Ordering from Aero was a little confusing. First you select your jacket style and add it to your cart (including leather choice). The next step is to add customizations like linings, zippers, and knitting to your cart. Once you have all your items in your cart you can checkout, where you’ll be able to request further customizations that aren’t listed on the site (shorten the jacket length or sleeve length, remove a standard half-belt, make the chest/shoulder/opening a little bigger than the standard size you’re ordering, etc.). If you want to take advantage of the pay-in-advance option then indicate that as well. After all that you can submit your order and wait for an acknowledgement from Holly or Christine. If there are any questions about your order they will make sure everyone is on the same page before sending your order to the floor. Once your order is on the floor it will be handmade by a single artisan and in 8-12 weeks you’ll receive your jacket. One thing to be prepared for is for your shipment to get held at customs until you pay the duties on it (unfortunately most jackets will be over the $800 limit where customs fees would not be applied).

In the end I ordered a Wayfarer style jacket in a size 40. I requested Tumbled Cordovan Front Quarter Horsehide for the leather and a Ramsay Blue Ancient tartan lining from Lochcarron. My jacket was made by Ruth Sara Mason and is fantastic.

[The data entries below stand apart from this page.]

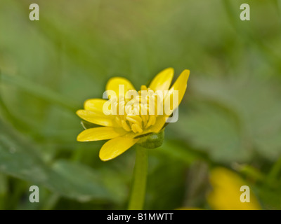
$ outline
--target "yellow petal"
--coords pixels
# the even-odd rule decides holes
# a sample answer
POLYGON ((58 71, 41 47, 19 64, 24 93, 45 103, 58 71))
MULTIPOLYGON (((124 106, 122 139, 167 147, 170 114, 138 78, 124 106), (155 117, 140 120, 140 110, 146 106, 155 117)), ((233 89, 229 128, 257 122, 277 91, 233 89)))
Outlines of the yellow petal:
POLYGON ((174 77, 174 69, 168 68, 159 72, 151 81, 149 88, 154 90, 169 90, 174 77))
POLYGON ((111 139, 126 133, 122 128, 112 127, 99 127, 87 129, 77 136, 78 141, 90 141, 111 139))
MULTIPOLYGON (((119 85, 124 85, 124 92, 120 92, 120 95, 124 96, 126 92, 130 90, 135 90, 133 85, 131 82, 127 80, 126 78, 122 78, 122 77, 114 77, 110 78, 107 83, 106 84, 105 89, 106 90, 111 90, 114 91, 115 93, 117 99, 119 94, 119 85)), ((123 89, 122 86, 120 86, 121 89, 123 89)), ((110 97, 109 97, 110 98, 110 97)))
POLYGON ((103 99, 90 99, 84 104, 84 108, 86 111, 92 111, 103 113, 103 104, 107 102, 103 99))
MULTIPOLYGON (((190 74, 189 70, 184 70, 179 77, 177 78, 176 82, 174 83, 172 87, 169 90, 169 92, 165 97, 164 106, 171 106, 170 108, 172 111, 170 113, 166 113, 166 114, 169 116, 171 114, 172 111, 174 111, 178 105, 181 104, 181 100, 183 98, 184 94, 186 90, 186 87, 188 85, 188 80, 190 74), (174 95, 175 94, 174 91, 178 91, 178 100, 174 101, 174 95)), ((175 95, 176 96, 176 95, 175 95)))
POLYGON ((139 139, 129 137, 117 137, 107 141, 100 150, 103 161, 114 159, 133 146, 139 139))
POLYGON ((114 115, 106 115, 103 113, 79 110, 76 113, 82 119, 91 123, 107 127, 118 127, 114 120, 114 115))
POLYGON ((247 184, 235 172, 223 167, 213 169, 210 176, 213 190, 207 200, 213 209, 259 210, 261 206, 250 188, 250 202, 242 202, 240 188, 247 184))

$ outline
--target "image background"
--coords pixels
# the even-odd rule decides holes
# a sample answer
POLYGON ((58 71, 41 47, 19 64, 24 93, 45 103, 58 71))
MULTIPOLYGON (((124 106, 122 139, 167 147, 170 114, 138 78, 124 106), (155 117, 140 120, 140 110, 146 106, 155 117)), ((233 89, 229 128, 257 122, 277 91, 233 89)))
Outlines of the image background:
POLYGON ((139 89, 167 67, 190 76, 178 121, 149 150, 145 209, 212 209, 210 172, 223 167, 280 209, 280 25, 277 0, 1 0, 0 209, 126 209, 133 148, 100 161, 105 141, 76 141, 75 111, 111 77, 139 89))

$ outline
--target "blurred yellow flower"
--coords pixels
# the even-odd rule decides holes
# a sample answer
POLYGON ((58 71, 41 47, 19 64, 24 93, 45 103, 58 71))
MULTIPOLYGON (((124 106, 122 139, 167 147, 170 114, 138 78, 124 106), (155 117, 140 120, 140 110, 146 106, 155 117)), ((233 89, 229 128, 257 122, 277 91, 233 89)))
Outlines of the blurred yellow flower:
POLYGON ((242 202, 241 186, 247 183, 235 172, 223 167, 211 172, 212 191, 207 197, 208 202, 216 210, 259 210, 261 206, 250 190, 250 202, 242 202))
POLYGON ((99 154, 102 160, 107 161, 125 152, 139 141, 142 136, 146 136, 150 133, 159 133, 162 130, 166 119, 181 103, 185 92, 189 74, 189 70, 184 70, 169 88, 174 76, 174 69, 169 68, 158 74, 152 80, 148 88, 145 85, 141 86, 141 90, 138 93, 147 91, 148 95, 155 100, 155 98, 161 99, 161 97, 157 98, 158 95, 156 95, 156 92, 158 90, 162 91, 164 94, 161 100, 165 103, 169 99, 169 105, 174 95, 176 93, 178 94, 178 100, 176 101, 176 105, 173 101, 171 111, 166 113, 165 111, 161 115, 157 113, 157 111, 159 109, 159 106, 157 107, 158 104, 153 104, 153 108, 155 110, 153 114, 142 113, 143 110, 148 111, 151 108, 151 105, 147 98, 143 100, 141 97, 137 97, 133 100, 133 104, 131 99, 126 98, 125 95, 127 92, 136 92, 127 79, 121 77, 110 79, 106 85, 106 90, 110 99, 110 95, 108 92, 113 91, 116 94, 117 97, 110 99, 112 103, 110 106, 112 111, 113 106, 115 106, 117 113, 107 114, 105 113, 108 111, 105 111, 104 108, 109 102, 106 99, 86 100, 84 103, 84 109, 77 111, 77 114, 88 122, 104 127, 90 128, 83 131, 78 135, 77 141, 110 139, 102 146, 99 154), (120 86, 123 86, 124 92, 120 91, 120 86), (136 103, 137 103, 136 107, 136 103), (124 109, 124 113, 119 113, 120 108, 124 109))

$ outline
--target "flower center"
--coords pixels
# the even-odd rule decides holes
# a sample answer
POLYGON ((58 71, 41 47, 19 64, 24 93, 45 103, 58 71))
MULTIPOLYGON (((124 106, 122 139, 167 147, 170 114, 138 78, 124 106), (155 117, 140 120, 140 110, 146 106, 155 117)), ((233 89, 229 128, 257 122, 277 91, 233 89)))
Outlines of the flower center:
POLYGON ((142 133, 154 125, 157 117, 157 98, 153 90, 142 85, 140 90, 129 90, 113 102, 117 115, 115 121, 127 132, 142 133))

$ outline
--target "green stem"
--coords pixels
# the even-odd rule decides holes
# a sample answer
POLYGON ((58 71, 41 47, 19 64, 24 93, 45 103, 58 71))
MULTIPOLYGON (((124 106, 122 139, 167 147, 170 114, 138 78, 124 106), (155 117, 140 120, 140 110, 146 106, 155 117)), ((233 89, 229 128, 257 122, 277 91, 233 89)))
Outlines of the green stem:
POLYGON ((148 164, 148 150, 137 146, 129 210, 141 210, 143 208, 145 198, 148 164))

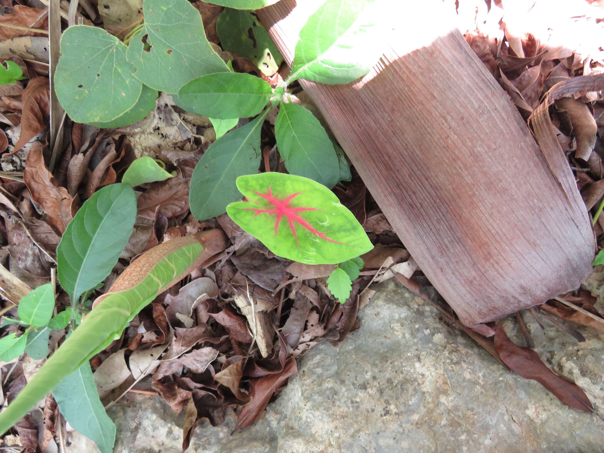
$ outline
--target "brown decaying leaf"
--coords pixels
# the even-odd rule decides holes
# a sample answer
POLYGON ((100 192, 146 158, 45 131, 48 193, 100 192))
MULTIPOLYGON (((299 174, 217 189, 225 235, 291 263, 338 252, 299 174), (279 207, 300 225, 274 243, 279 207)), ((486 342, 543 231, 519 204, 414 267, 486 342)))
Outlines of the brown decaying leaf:
POLYGON ((237 429, 242 429, 260 417, 277 388, 289 376, 298 372, 295 359, 291 357, 279 373, 263 376, 249 382, 251 401, 243 406, 237 418, 237 429))
POLYGON ((138 215, 153 219, 158 206, 169 219, 188 210, 188 178, 170 178, 154 182, 138 197, 138 215))
MULTIPOLYGON (((0 16, 1 17, 1 16, 0 16)), ((35 135, 46 129, 50 115, 50 85, 46 77, 32 79, 23 92, 21 135, 14 144, 18 151, 35 135)))
POLYGON ((501 324, 495 330, 495 348, 512 371, 525 379, 536 381, 567 406, 593 412, 593 406, 580 387, 555 374, 535 351, 514 344, 501 324))
POLYGON ((73 199, 47 169, 42 155, 42 144, 34 143, 25 161, 23 176, 31 198, 40 205, 51 227, 62 235, 72 218, 73 199))

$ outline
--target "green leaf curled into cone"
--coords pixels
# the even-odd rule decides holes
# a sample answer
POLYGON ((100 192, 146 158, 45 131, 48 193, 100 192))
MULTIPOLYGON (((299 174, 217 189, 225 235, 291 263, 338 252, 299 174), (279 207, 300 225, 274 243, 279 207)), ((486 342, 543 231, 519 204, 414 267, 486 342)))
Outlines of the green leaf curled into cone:
POLYGON ((143 84, 127 48, 97 27, 73 25, 63 33, 54 91, 74 121, 111 121, 137 103, 143 84))
POLYGON ((46 326, 53 317, 54 308, 54 288, 47 283, 38 286, 19 302, 18 313, 24 323, 39 327, 46 326))
POLYGON ((352 213, 312 179, 271 172, 240 176, 237 187, 246 201, 231 203, 226 212, 275 255, 336 264, 373 248, 352 213))
POLYGON ((137 196, 128 184, 111 184, 82 205, 57 247, 57 273, 72 301, 106 277, 132 233, 137 196))
POLYGON ((48 358, 13 402, 0 413, 0 435, 63 379, 118 338, 134 316, 159 293, 224 250, 226 242, 222 230, 210 230, 198 236, 164 242, 129 266, 109 292, 95 301, 92 310, 82 324, 48 358))
POLYGON ((145 0, 144 23, 128 47, 135 76, 173 94, 200 76, 229 69, 205 37, 199 12, 187 0, 145 0))
POLYGON ((130 164, 121 177, 121 182, 133 187, 146 182, 165 181, 172 175, 148 156, 140 157, 130 164))
POLYGON ((368 72, 382 54, 378 1, 327 0, 300 30, 288 82, 347 83, 368 72))
POLYGON ((272 95, 271 86, 255 76, 218 72, 198 77, 184 85, 178 98, 200 115, 219 120, 254 117, 272 95))

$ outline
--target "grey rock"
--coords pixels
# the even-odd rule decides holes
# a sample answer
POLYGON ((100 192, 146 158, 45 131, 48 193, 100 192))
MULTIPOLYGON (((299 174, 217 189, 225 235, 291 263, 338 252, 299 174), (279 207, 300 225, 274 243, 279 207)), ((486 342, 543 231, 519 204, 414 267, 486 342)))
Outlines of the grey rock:
MULTIPOLYGON (((202 423, 188 451, 603 451, 604 422, 596 416, 568 408, 541 384, 507 371, 393 280, 374 289, 359 313, 361 329, 336 347, 326 342, 311 349, 257 423, 232 435, 232 413, 222 426, 202 423)), ((578 343, 545 320, 545 331, 531 316, 525 321, 542 359, 604 408, 604 336, 579 328, 586 341, 578 343)), ((515 321, 504 322, 523 345, 515 321)), ((159 398, 135 400, 109 411, 118 425, 115 453, 179 451, 182 414, 159 398)), ((79 440, 68 451, 96 451, 79 440)))

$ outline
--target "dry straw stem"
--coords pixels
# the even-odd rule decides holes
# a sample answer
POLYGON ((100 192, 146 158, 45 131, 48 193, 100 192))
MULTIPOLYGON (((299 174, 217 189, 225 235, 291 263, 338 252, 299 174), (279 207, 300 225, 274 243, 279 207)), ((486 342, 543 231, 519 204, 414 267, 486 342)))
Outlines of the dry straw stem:
MULTIPOLYGON (((289 63, 320 3, 258 11, 289 63)), ((591 222, 564 153, 539 149, 442 2, 387 4, 381 17, 396 22, 367 76, 300 83, 430 281, 464 324, 492 335, 480 323, 579 286, 591 222)))

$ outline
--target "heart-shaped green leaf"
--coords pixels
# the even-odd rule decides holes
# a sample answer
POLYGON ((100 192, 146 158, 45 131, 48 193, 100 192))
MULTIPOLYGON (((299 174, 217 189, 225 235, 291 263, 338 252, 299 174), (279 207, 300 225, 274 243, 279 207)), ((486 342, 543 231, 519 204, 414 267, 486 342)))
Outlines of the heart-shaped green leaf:
POLYGON ((237 187, 247 201, 231 203, 226 212, 275 255, 336 264, 373 248, 352 213, 312 179, 271 172, 240 176, 237 187))
POLYGON ((266 76, 275 74, 283 61, 266 29, 251 11, 225 8, 218 17, 216 33, 222 48, 254 62, 266 76))
POLYGON ((206 220, 220 215, 226 205, 241 199, 235 182, 237 176, 258 171, 262 155, 260 128, 265 116, 225 134, 198 162, 189 191, 189 205, 196 219, 206 220))
POLYGON ((137 103, 143 84, 127 48, 98 27, 74 25, 63 33, 54 91, 74 121, 110 121, 137 103))
POLYGON ((161 168, 153 159, 145 156, 138 158, 130 164, 124 172, 121 182, 134 187, 146 182, 165 181, 172 177, 172 175, 161 168))
POLYGON ((38 286, 19 302, 18 313, 21 321, 39 327, 46 326, 53 317, 54 288, 51 283, 38 286))
POLYGON ((110 121, 106 123, 95 121, 88 124, 101 129, 124 127, 133 124, 144 118, 155 108, 155 100, 158 95, 159 93, 156 89, 150 88, 147 85, 143 85, 143 91, 138 97, 138 100, 127 112, 110 121))
POLYGON ((296 104, 282 103, 275 123, 275 137, 289 173, 329 188, 338 184, 338 155, 327 133, 310 112, 296 104))
POLYGON ((145 0, 145 22, 128 48, 143 83, 174 94, 200 76, 228 68, 205 37, 199 12, 187 0, 145 0))
POLYGON ((137 196, 128 184, 111 184, 89 198, 57 248, 59 281, 72 301, 107 277, 134 227, 137 196))
POLYGON ((200 115, 219 120, 246 118, 259 114, 272 91, 262 79, 249 74, 218 72, 187 83, 178 98, 200 115))
POLYGON ((288 80, 347 83, 382 54, 376 0, 327 0, 302 27, 288 80))

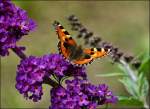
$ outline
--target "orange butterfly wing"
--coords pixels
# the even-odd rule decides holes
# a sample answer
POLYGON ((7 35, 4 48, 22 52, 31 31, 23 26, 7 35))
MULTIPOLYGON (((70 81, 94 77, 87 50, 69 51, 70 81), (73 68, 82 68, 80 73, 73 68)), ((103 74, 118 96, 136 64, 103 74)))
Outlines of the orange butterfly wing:
MULTIPOLYGON (((60 42, 58 43, 59 52, 66 59, 69 59, 72 55, 72 52, 77 52, 79 47, 77 46, 75 40, 73 40, 70 34, 64 29, 62 25, 60 25, 59 22, 55 21, 54 26, 58 34, 58 38, 60 39, 60 42)), ((110 50, 104 48, 87 48, 83 50, 81 49, 81 51, 81 55, 76 53, 77 58, 71 60, 73 64, 82 66, 84 64, 91 63, 94 59, 107 55, 110 50)))
POLYGON ((110 52, 109 49, 104 49, 104 48, 86 48, 83 50, 84 54, 89 55, 89 57, 83 57, 78 60, 74 60, 73 63, 77 65, 84 65, 91 63, 94 59, 96 58, 101 58, 103 56, 108 55, 110 52))

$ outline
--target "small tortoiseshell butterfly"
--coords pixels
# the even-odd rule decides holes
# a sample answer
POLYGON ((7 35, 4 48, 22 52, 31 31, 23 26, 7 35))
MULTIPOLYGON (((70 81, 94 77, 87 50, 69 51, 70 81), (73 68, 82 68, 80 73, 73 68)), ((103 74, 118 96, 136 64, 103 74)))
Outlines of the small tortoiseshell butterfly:
POLYGON ((59 52, 72 64, 86 65, 96 58, 106 56, 110 51, 106 48, 82 49, 59 22, 55 21, 54 26, 60 40, 58 43, 59 52))

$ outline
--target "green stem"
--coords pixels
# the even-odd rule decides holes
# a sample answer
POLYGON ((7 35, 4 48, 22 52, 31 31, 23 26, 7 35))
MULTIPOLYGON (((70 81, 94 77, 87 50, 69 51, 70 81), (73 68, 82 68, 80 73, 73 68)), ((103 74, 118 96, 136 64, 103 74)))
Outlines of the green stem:
POLYGON ((126 69, 128 75, 130 78, 136 82, 137 81, 137 76, 135 75, 134 71, 130 68, 129 64, 127 64, 124 60, 120 59, 120 63, 123 65, 123 67, 126 69))

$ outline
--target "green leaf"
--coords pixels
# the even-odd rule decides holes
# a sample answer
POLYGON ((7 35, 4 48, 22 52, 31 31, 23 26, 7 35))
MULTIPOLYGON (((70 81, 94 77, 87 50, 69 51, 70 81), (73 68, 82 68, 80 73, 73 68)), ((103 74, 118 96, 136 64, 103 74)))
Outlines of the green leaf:
POLYGON ((150 65, 150 56, 145 56, 142 59, 142 63, 140 68, 138 69, 139 72, 149 73, 149 65, 150 65))
POLYGON ((105 74, 96 74, 97 77, 113 77, 113 76, 127 76, 123 73, 105 73, 105 74))
POLYGON ((143 107, 143 103, 134 97, 127 97, 127 96, 118 96, 118 103, 119 105, 125 106, 141 106, 143 107))
POLYGON ((132 81, 129 77, 124 77, 119 80, 126 88, 129 94, 135 98, 139 98, 138 86, 136 82, 132 81))

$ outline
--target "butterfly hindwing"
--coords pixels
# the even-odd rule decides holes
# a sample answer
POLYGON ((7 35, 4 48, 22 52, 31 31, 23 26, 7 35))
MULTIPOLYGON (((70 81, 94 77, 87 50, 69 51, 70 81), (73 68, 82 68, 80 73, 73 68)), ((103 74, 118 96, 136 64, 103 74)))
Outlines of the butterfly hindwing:
POLYGON ((59 52, 75 65, 82 66, 91 63, 94 59, 103 57, 110 51, 104 48, 82 49, 81 46, 77 46, 75 40, 59 22, 55 21, 54 26, 60 40, 58 43, 59 52))

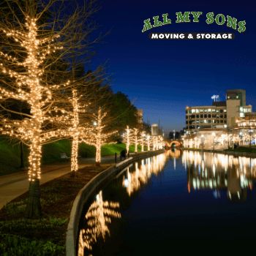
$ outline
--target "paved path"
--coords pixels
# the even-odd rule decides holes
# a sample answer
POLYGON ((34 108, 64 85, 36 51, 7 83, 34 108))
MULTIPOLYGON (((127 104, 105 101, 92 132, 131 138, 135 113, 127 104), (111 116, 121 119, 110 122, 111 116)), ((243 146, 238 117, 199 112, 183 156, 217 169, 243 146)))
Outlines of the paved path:
MULTIPOLYGON (((132 154, 134 154, 130 155, 132 154)), ((117 162, 120 162, 120 155, 117 155, 117 162)), ((102 157, 102 162, 114 163, 115 156, 102 157)), ((79 168, 91 165, 94 163, 95 163, 95 157, 78 159, 79 168)), ((70 165, 70 161, 42 165, 41 167, 40 184, 69 173, 70 165)), ((29 186, 27 170, 0 176, 0 209, 12 200, 27 192, 29 186)))

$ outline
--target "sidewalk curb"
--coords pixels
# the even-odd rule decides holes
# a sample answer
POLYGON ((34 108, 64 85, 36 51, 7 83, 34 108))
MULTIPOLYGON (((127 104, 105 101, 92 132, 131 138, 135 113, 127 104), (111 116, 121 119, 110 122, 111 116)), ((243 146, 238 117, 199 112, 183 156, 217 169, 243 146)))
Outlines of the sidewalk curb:
POLYGON ((128 159, 123 161, 121 165, 118 167, 116 165, 112 166, 102 173, 99 173, 97 176, 92 178, 78 194, 73 203, 69 222, 67 226, 67 231, 66 236, 66 256, 77 255, 77 239, 79 229, 79 221, 81 217, 83 205, 90 198, 95 189, 99 188, 102 183, 110 176, 118 174, 121 170, 129 165, 132 162, 150 157, 154 155, 164 153, 165 150, 159 150, 157 151, 150 151, 148 154, 138 154, 133 156, 128 159))

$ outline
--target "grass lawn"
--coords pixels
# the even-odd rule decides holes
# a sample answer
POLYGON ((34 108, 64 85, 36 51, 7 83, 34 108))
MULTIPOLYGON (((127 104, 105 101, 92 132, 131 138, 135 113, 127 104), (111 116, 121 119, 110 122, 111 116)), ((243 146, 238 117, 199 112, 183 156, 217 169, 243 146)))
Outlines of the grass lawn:
POLYGON ((64 256, 66 232, 72 203, 79 191, 98 173, 110 167, 102 164, 78 170, 40 186, 42 215, 39 219, 23 217, 29 192, 0 210, 0 255, 64 256))

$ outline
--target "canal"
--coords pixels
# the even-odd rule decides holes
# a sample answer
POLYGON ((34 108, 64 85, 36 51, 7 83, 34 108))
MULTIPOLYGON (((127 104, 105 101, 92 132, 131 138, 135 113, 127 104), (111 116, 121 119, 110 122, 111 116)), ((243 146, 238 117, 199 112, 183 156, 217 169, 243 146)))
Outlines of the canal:
POLYGON ((135 162, 85 206, 78 255, 245 252, 256 238, 255 173, 255 158, 202 151, 135 162))

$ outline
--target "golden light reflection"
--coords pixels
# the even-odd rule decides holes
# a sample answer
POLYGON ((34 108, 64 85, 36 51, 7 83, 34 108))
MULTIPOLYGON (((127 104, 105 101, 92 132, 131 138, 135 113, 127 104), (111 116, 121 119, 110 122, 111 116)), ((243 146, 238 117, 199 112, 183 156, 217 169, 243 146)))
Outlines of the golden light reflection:
POLYGON ((121 218, 121 214, 113 210, 119 208, 119 203, 103 201, 102 192, 97 195, 97 200, 90 206, 85 217, 87 220, 88 228, 80 230, 78 241, 78 256, 84 255, 84 249, 92 249, 92 244, 97 238, 105 239, 110 230, 107 224, 111 222, 111 217, 121 218))

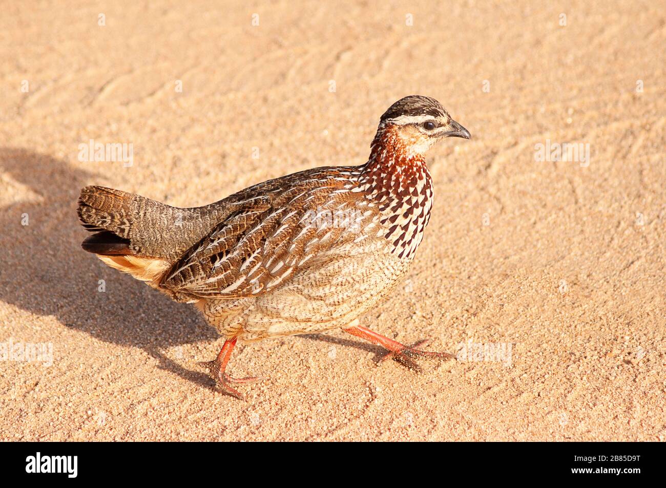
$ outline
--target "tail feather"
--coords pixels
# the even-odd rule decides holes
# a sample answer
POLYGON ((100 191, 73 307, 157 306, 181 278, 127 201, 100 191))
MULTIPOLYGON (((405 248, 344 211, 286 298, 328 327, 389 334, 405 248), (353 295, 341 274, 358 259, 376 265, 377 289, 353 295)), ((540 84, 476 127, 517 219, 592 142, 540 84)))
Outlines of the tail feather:
POLYGON ((130 248, 129 244, 129 239, 122 238, 109 230, 103 230, 87 237, 81 243, 81 247, 84 250, 95 254, 127 256, 135 254, 130 248))

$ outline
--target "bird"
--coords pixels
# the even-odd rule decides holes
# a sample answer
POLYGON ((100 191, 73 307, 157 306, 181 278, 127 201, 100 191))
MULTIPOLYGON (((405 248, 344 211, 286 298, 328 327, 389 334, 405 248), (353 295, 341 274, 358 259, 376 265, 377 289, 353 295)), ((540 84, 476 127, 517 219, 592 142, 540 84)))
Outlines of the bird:
POLYGON ((268 180, 214 203, 177 208, 99 186, 81 190, 77 213, 93 232, 83 250, 166 294, 194 304, 224 339, 202 363, 216 388, 244 399, 226 372, 238 342, 334 329, 413 359, 454 358, 402 344, 359 317, 408 272, 430 218, 426 153, 470 132, 437 100, 411 95, 380 118, 366 162, 268 180))

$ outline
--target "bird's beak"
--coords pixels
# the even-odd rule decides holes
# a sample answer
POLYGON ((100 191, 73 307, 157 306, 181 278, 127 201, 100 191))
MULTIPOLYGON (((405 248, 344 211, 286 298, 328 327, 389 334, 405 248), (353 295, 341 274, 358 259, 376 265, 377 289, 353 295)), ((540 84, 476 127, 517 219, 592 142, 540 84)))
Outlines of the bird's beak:
POLYGON ((452 119, 451 122, 449 122, 449 125, 451 127, 451 130, 447 130, 442 134, 444 137, 462 137, 464 139, 469 139, 472 137, 470 131, 456 122, 456 121, 452 119))

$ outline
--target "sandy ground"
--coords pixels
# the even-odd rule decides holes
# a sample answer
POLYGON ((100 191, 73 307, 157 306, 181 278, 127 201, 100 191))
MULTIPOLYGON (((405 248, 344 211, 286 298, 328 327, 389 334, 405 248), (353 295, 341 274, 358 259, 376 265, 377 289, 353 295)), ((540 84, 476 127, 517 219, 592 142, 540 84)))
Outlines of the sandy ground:
POLYGON ((659 2, 3 3, 0 341, 47 349, 0 362, 0 439, 666 437, 659 2), (222 340, 193 308, 79 248, 85 184, 191 206, 362 164, 412 94, 474 138, 431 152, 424 243, 362 323, 451 352, 510 344, 504 360, 416 374, 342 332, 266 340, 232 360, 269 378, 242 403, 196 366, 222 340), (133 164, 80 161, 90 139, 132 144, 133 164), (547 140, 590 158, 536 160, 547 140))

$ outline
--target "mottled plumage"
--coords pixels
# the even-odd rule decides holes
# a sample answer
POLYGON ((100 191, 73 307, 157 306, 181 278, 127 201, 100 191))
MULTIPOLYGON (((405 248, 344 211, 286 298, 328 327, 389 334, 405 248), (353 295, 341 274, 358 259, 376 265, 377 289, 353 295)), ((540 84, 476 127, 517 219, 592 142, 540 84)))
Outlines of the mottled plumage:
POLYGON ((450 136, 470 134, 437 101, 407 97, 382 116, 362 166, 307 170, 194 208, 87 186, 79 216, 97 233, 83 247, 174 300, 196 304, 228 339, 207 366, 236 396, 224 369, 236 340, 342 327, 403 360, 444 357, 382 338, 357 318, 414 259, 432 207, 425 152, 450 136))

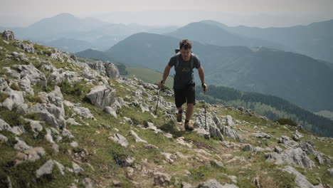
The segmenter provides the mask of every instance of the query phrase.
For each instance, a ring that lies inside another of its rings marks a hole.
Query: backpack
[[[179,48],[176,48],[174,50],[174,52],[176,53],[176,56],[178,56],[179,55],[179,56],[176,57],[176,64],[174,64],[174,70],[176,71],[176,69],[178,68],[178,65],[179,64],[179,58],[181,58],[181,56],[180,56],[180,50]],[[193,68],[194,68],[194,62],[193,62],[193,57],[192,56],[194,56],[194,53],[192,53],[192,51],[191,51],[191,70],[192,71],[192,73],[193,73]]]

If you are planning on ordering an Aero jacket rather than buying it from a local retailer (Insurrection and Thurston Bros both in Seattle), make sure you do your homework on the fits. Jackets based on styles from the 30s-50s are very slim. This means that you need to let Aero know if you carry weight at your waist or have a gut as they will need to alter the pattern to accommodate, but don’t let that stop you from considering these jackets.